本当に個人の責任なら、それは個人の責任で完結しているので、結果は本人が引き受けている。死亡した、ケガをした、入院をした、怖い思いをした、仕事を休んだ、しばらく山に行けない、など。(それを助ける人たちがいるのはまた別の話である。どんなに愚かな場合でも、死に瀕した人や困難に遭遇した人がいたら、助けようとするのが人間が社会を円滑に営むために積み重ねてきた行動指針である。)
それを「自己責任だ!」と非難するのは、要は全く関係ない人が(大抵は山に登ったことのない人たちが)「社会的に」制裁を加えようとする動きだ。
なんで他人の行動についてとかく「自己責任だ!」と批判して社会的に制裁を加えようとするのかと言えば…彼ら自身が「自己責任論」と呼ばれる社会的制裁に苦しんでいるからでしょう。(誰かや何かが苦しめている場合もあるし、自分が勝手に背負い込んで苦しんでいる場合もある。)誰か、「公に責めてよい」相手を血祭りにあげて、うっぷんを晴らそうとしている…ように私には見えている。
自分の行動の結果を自分で引き受ける覚悟を持って、他者の過った結果(誤っても結果オーライなこともある)には可能なら必要な(かつ自分にできる範囲の)サポートをする、それが真に「自己責任」を負った個人の在り方だと、私は考える。
https://toyokeizai.net/articles/-/337633
したがって、少しでも迷惑をおかけしないように「傷害保険や対策費、家族への生命保険」の準備はもちろんのこと、登山行為が安全に最後まで出来るような周到な準備と対策をした上で取り組まないといけない危険なスポーツが登山ということです。
「年間に300名も亡くなるスポーツは他にはありませんが、あまりに危険だということになるとすべての商売関係者が困るのでいまや、いつでも誰でもどこでも簡単に出来るスポーツという間違った解釈」が宣伝されて定着してしまっていることが1番の問題となっています。

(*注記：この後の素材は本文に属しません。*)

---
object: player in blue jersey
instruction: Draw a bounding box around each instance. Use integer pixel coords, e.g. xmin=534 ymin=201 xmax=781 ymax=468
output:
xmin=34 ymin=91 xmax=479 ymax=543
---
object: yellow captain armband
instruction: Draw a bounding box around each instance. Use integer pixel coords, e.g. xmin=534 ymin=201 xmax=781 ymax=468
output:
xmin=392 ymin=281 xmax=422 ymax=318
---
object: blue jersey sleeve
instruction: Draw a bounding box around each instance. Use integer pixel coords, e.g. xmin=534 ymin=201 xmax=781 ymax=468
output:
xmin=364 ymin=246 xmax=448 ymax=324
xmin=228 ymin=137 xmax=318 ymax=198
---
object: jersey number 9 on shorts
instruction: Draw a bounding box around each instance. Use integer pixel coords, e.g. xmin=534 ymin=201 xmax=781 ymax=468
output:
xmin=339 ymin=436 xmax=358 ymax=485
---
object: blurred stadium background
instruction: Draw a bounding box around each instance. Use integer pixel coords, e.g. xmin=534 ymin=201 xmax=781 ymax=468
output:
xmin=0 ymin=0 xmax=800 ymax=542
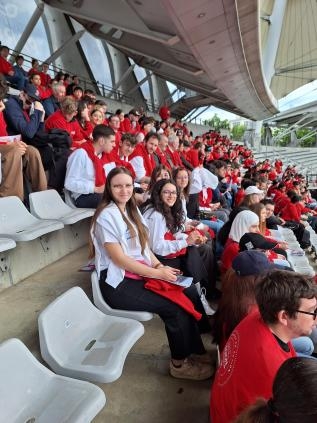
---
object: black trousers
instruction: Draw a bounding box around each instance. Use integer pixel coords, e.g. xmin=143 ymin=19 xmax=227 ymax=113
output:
xmin=99 ymin=270 xmax=210 ymax=360
xmin=156 ymin=240 xmax=216 ymax=294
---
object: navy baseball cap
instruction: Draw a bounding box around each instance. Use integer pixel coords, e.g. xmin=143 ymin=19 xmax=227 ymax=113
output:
xmin=239 ymin=232 xmax=278 ymax=251
xmin=232 ymin=250 xmax=281 ymax=276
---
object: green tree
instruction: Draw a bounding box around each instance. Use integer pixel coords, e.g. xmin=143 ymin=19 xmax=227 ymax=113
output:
xmin=204 ymin=113 xmax=230 ymax=131
xmin=296 ymin=128 xmax=316 ymax=147
xmin=272 ymin=128 xmax=291 ymax=147
xmin=231 ymin=124 xmax=246 ymax=141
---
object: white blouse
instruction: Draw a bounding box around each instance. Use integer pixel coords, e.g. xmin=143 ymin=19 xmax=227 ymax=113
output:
xmin=91 ymin=203 xmax=151 ymax=288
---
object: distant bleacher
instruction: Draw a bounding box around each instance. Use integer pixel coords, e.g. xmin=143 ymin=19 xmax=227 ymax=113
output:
xmin=254 ymin=146 xmax=317 ymax=176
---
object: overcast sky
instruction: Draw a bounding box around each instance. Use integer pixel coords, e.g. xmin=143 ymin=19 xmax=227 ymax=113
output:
xmin=197 ymin=80 xmax=317 ymax=120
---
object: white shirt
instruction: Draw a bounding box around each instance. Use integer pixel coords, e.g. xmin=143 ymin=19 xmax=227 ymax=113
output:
xmin=143 ymin=209 xmax=187 ymax=256
xmin=91 ymin=203 xmax=151 ymax=288
xmin=65 ymin=148 xmax=116 ymax=200
xmin=130 ymin=156 xmax=146 ymax=181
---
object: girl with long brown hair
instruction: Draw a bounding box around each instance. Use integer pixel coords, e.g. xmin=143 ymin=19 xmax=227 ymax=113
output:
xmin=91 ymin=167 xmax=213 ymax=380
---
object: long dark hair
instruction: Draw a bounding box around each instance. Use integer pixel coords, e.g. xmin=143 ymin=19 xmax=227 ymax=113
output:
xmin=148 ymin=164 xmax=171 ymax=193
xmin=235 ymin=357 xmax=317 ymax=423
xmin=172 ymin=167 xmax=190 ymax=201
xmin=142 ymin=179 xmax=186 ymax=233
xmin=75 ymin=100 xmax=88 ymax=128
xmin=213 ymin=268 xmax=261 ymax=345
xmin=89 ymin=167 xmax=148 ymax=258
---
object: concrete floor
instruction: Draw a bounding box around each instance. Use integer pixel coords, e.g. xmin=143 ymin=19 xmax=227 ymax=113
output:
xmin=0 ymin=247 xmax=212 ymax=423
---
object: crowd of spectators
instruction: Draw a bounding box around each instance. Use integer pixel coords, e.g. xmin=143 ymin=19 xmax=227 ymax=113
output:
xmin=0 ymin=46 xmax=317 ymax=423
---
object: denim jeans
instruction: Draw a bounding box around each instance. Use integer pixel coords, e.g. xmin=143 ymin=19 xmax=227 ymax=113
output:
xmin=99 ymin=270 xmax=210 ymax=360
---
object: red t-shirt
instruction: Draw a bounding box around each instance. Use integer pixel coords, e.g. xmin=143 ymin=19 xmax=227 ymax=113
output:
xmin=45 ymin=110 xmax=84 ymax=148
xmin=210 ymin=311 xmax=296 ymax=423
xmin=0 ymin=56 xmax=13 ymax=75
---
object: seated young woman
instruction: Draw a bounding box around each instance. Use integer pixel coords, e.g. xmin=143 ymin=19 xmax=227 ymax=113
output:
xmin=142 ymin=179 xmax=215 ymax=295
xmin=91 ymin=167 xmax=213 ymax=380
xmin=221 ymin=210 xmax=259 ymax=274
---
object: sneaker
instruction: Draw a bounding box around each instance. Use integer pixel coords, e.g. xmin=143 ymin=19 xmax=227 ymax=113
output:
xmin=170 ymin=358 xmax=214 ymax=380
xmin=190 ymin=352 xmax=216 ymax=365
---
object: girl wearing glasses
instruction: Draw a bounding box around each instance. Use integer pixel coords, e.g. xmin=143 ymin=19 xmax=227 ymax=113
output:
xmin=91 ymin=167 xmax=213 ymax=380
xmin=142 ymin=179 xmax=214 ymax=294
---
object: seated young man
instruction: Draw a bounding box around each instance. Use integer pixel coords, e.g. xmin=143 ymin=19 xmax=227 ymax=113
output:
xmin=210 ymin=270 xmax=317 ymax=423
xmin=45 ymin=96 xmax=86 ymax=149
xmin=0 ymin=79 xmax=47 ymax=201
xmin=129 ymin=132 xmax=158 ymax=182
xmin=0 ymin=46 xmax=27 ymax=90
xmin=65 ymin=124 xmax=116 ymax=208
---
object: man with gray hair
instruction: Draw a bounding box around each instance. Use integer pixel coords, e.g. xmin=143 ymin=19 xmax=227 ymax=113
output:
xmin=42 ymin=85 xmax=66 ymax=117
xmin=165 ymin=134 xmax=183 ymax=167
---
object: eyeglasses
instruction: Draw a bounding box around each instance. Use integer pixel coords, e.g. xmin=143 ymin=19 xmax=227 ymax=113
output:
xmin=295 ymin=308 xmax=317 ymax=319
xmin=162 ymin=191 xmax=177 ymax=197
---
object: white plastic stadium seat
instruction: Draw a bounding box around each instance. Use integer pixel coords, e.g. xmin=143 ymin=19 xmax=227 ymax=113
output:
xmin=0 ymin=339 xmax=106 ymax=423
xmin=38 ymin=286 xmax=144 ymax=383
xmin=0 ymin=196 xmax=64 ymax=241
xmin=0 ymin=238 xmax=17 ymax=253
xmin=64 ymin=188 xmax=77 ymax=209
xmin=29 ymin=189 xmax=95 ymax=225
xmin=91 ymin=271 xmax=153 ymax=322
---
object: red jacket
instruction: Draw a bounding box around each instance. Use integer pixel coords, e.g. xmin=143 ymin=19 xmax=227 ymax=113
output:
xmin=39 ymin=72 xmax=52 ymax=87
xmin=154 ymin=147 xmax=171 ymax=169
xmin=120 ymin=118 xmax=141 ymax=134
xmin=129 ymin=143 xmax=155 ymax=177
xmin=0 ymin=56 xmax=14 ymax=75
xmin=210 ymin=311 xmax=296 ymax=423
xmin=280 ymin=202 xmax=301 ymax=222
xmin=45 ymin=110 xmax=84 ymax=148
xmin=166 ymin=147 xmax=183 ymax=167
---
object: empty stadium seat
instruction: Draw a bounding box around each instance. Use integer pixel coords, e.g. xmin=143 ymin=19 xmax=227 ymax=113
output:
xmin=0 ymin=196 xmax=64 ymax=241
xmin=91 ymin=271 xmax=153 ymax=322
xmin=0 ymin=238 xmax=16 ymax=253
xmin=29 ymin=189 xmax=95 ymax=225
xmin=38 ymin=287 xmax=144 ymax=383
xmin=0 ymin=339 xmax=106 ymax=423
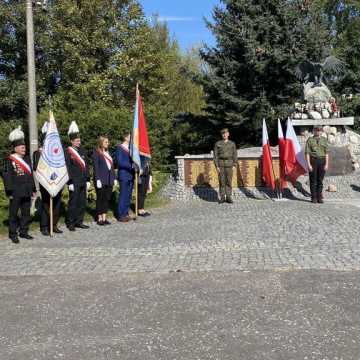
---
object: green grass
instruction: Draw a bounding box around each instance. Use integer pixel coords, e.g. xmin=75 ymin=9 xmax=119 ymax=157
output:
xmin=0 ymin=171 xmax=170 ymax=235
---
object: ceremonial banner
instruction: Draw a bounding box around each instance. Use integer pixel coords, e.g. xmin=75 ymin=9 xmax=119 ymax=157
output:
xmin=285 ymin=119 xmax=308 ymax=184
xmin=278 ymin=119 xmax=287 ymax=191
xmin=262 ymin=119 xmax=275 ymax=190
xmin=36 ymin=111 xmax=69 ymax=197
xmin=130 ymin=87 xmax=141 ymax=170
xmin=138 ymin=93 xmax=151 ymax=158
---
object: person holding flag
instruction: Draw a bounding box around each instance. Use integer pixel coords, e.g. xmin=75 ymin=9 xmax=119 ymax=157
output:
xmin=284 ymin=119 xmax=308 ymax=185
xmin=2 ymin=126 xmax=36 ymax=244
xmin=115 ymin=132 xmax=135 ymax=223
xmin=134 ymin=88 xmax=152 ymax=217
xmin=305 ymin=126 xmax=329 ymax=204
xmin=65 ymin=121 xmax=90 ymax=231
xmin=92 ymin=136 xmax=115 ymax=226
xmin=33 ymin=119 xmax=68 ymax=236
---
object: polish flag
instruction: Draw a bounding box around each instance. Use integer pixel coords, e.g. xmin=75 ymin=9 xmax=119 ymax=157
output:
xmin=278 ymin=119 xmax=287 ymax=191
xmin=285 ymin=119 xmax=308 ymax=184
xmin=262 ymin=119 xmax=275 ymax=190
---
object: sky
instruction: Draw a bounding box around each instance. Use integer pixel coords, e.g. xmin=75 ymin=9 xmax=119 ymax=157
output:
xmin=140 ymin=0 xmax=220 ymax=50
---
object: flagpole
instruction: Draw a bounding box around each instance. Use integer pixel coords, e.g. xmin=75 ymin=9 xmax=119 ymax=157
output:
xmin=50 ymin=196 xmax=54 ymax=237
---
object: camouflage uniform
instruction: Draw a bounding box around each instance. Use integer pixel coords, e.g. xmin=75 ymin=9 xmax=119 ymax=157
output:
xmin=214 ymin=140 xmax=237 ymax=201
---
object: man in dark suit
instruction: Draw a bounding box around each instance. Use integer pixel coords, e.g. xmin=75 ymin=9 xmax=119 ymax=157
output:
xmin=65 ymin=121 xmax=90 ymax=231
xmin=2 ymin=127 xmax=36 ymax=244
xmin=33 ymin=122 xmax=62 ymax=236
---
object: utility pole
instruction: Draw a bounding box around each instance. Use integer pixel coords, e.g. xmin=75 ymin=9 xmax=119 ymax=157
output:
xmin=26 ymin=0 xmax=38 ymax=159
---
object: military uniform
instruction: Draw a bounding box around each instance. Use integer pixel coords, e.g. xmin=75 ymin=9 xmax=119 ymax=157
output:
xmin=214 ymin=140 xmax=237 ymax=202
xmin=305 ymin=136 xmax=329 ymax=202
xmin=2 ymin=154 xmax=36 ymax=242
xmin=65 ymin=146 xmax=90 ymax=230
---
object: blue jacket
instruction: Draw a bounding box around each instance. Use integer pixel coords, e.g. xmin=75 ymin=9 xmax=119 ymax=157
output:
xmin=115 ymin=145 xmax=134 ymax=181
xmin=92 ymin=149 xmax=115 ymax=186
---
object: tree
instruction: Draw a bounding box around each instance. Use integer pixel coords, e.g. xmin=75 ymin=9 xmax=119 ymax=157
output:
xmin=201 ymin=0 xmax=330 ymax=143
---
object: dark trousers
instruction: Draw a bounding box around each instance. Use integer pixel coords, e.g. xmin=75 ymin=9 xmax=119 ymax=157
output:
xmin=67 ymin=183 xmax=86 ymax=226
xmin=40 ymin=185 xmax=62 ymax=230
xmin=219 ymin=167 xmax=233 ymax=200
xmin=96 ymin=185 xmax=112 ymax=215
xmin=9 ymin=197 xmax=31 ymax=237
xmin=118 ymin=180 xmax=134 ymax=219
xmin=309 ymin=158 xmax=325 ymax=200
xmin=138 ymin=175 xmax=150 ymax=209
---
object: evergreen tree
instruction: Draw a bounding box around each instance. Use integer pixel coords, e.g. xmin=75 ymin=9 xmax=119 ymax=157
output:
xmin=202 ymin=0 xmax=330 ymax=144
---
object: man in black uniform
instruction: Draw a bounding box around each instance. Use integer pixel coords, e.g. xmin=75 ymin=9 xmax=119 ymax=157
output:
xmin=65 ymin=121 xmax=90 ymax=231
xmin=2 ymin=126 xmax=36 ymax=244
xmin=33 ymin=122 xmax=62 ymax=236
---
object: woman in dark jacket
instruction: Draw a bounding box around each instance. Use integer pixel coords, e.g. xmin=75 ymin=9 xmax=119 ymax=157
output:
xmin=93 ymin=136 xmax=115 ymax=225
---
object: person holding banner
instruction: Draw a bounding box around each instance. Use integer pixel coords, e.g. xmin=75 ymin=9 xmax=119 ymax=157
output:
xmin=65 ymin=121 xmax=90 ymax=231
xmin=115 ymin=133 xmax=135 ymax=222
xmin=2 ymin=126 xmax=36 ymax=244
xmin=92 ymin=136 xmax=115 ymax=226
xmin=33 ymin=121 xmax=62 ymax=236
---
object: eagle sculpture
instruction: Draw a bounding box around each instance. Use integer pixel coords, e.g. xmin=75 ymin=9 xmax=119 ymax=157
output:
xmin=296 ymin=56 xmax=345 ymax=87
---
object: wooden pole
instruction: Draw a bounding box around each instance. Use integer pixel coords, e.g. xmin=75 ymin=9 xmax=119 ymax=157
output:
xmin=49 ymin=196 xmax=54 ymax=237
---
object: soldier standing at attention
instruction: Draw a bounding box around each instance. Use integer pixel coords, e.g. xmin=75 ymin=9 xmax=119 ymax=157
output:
xmin=305 ymin=126 xmax=329 ymax=204
xmin=214 ymin=128 xmax=237 ymax=204
xmin=2 ymin=126 xmax=36 ymax=244
xmin=65 ymin=121 xmax=90 ymax=231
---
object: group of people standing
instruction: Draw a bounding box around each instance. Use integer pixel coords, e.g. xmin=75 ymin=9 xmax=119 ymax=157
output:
xmin=2 ymin=122 xmax=152 ymax=243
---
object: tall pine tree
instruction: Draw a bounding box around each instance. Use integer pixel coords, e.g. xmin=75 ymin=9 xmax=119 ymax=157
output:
xmin=202 ymin=0 xmax=330 ymax=143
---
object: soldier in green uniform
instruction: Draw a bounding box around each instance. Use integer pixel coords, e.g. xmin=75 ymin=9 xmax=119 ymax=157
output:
xmin=214 ymin=129 xmax=237 ymax=204
xmin=305 ymin=126 xmax=329 ymax=204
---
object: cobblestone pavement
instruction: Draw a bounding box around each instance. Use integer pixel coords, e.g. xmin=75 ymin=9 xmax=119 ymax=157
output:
xmin=0 ymin=199 xmax=360 ymax=276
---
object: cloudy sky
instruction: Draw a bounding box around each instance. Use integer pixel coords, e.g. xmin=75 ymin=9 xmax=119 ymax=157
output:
xmin=140 ymin=0 xmax=220 ymax=50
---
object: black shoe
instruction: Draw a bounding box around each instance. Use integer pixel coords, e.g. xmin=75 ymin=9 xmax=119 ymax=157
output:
xmin=19 ymin=234 xmax=33 ymax=240
xmin=75 ymin=224 xmax=90 ymax=229
xmin=9 ymin=235 xmax=20 ymax=244
xmin=53 ymin=227 xmax=63 ymax=234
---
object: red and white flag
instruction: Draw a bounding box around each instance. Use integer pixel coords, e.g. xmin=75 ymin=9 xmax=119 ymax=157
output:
xmin=262 ymin=119 xmax=275 ymax=190
xmin=278 ymin=119 xmax=287 ymax=191
xmin=285 ymin=119 xmax=308 ymax=184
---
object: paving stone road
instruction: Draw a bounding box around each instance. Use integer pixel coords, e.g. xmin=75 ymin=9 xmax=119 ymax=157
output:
xmin=0 ymin=200 xmax=360 ymax=275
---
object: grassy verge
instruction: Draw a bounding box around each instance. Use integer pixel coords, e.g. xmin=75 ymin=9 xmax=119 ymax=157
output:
xmin=0 ymin=171 xmax=170 ymax=235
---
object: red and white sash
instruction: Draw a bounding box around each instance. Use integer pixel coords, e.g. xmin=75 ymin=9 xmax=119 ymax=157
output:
xmin=68 ymin=146 xmax=86 ymax=170
xmin=9 ymin=154 xmax=32 ymax=176
xmin=120 ymin=143 xmax=130 ymax=153
xmin=99 ymin=151 xmax=113 ymax=170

お読みいただき、コメントまでいただきまして、ありがとうございます。
まさに新自由主義によって喧伝された言葉が都合よく悪用されているように思います。
ただ、「責任」という言葉自体は新自由主義の前にも存在していたということと、悪用?誤用?される前に、そもそも「自由」や「責任」についての概念がアメリカやヨーロッパ諸国とは当然異なるものと思われるので、そこになにがあるのか、ココヘリの記事をきっかけに考えてみた…という次第です。
ちなみに、「迷惑」という言葉、概念も、現代の日本に強く(悪い)影響を及ぼしているように思います。
それもまた、いつか機会があれば文章にしてみますね。
考えを深める機会を下さってありがとうございます。
大変興味深かったので、一旦閉じた日記を再読いたしました。
yamatabiD5さんのご教示どおりなのかもしれませんが、「責任とは、もともと…日本人は…」という考え方はなるほど、と思いました。
登山に関して自己責任という言葉はいつも漠然とした違和感を感じていました。その違和感は「責任に改めて自己という言葉をつけて…」といったことをおぼろげに感じていたのかもしれません。
私にとっては責任と言えば個人の責任で、社会的な責任であれば社会的責任、文字通り。
受け取り方は少しずつ違うかもしれませんね
最後の「自分の行動の結果を自分で引き受ける覚悟を持って…それが真に自己責任を負った個人のあり方だと、私は考える」に共感しました。
このようにありたいものです、少しずつ、そのようになりたい。
お考えをお聞かせくださりありがとうございました
ココヘリ登山学校の教科書、読んでみたくなりました
拙文をお読みいただき、丁寧なコメントまでいただきまして、ありがとうございます。
「自然」という大きなものの前では、人一人の覚悟などあろうがなかろうが、結果を引き受けざるを得ないのでしょうが…
でも、泣いたり笑ったり後悔したり憤ったり、するのが人間であり、人間の美しさ、愛おしさでもあると思います。
精一杯、小さな人間として、生きたいと思います。
もしココヘリ登山の教科書をお読みになったら、ぜひ感想をお聞かせください。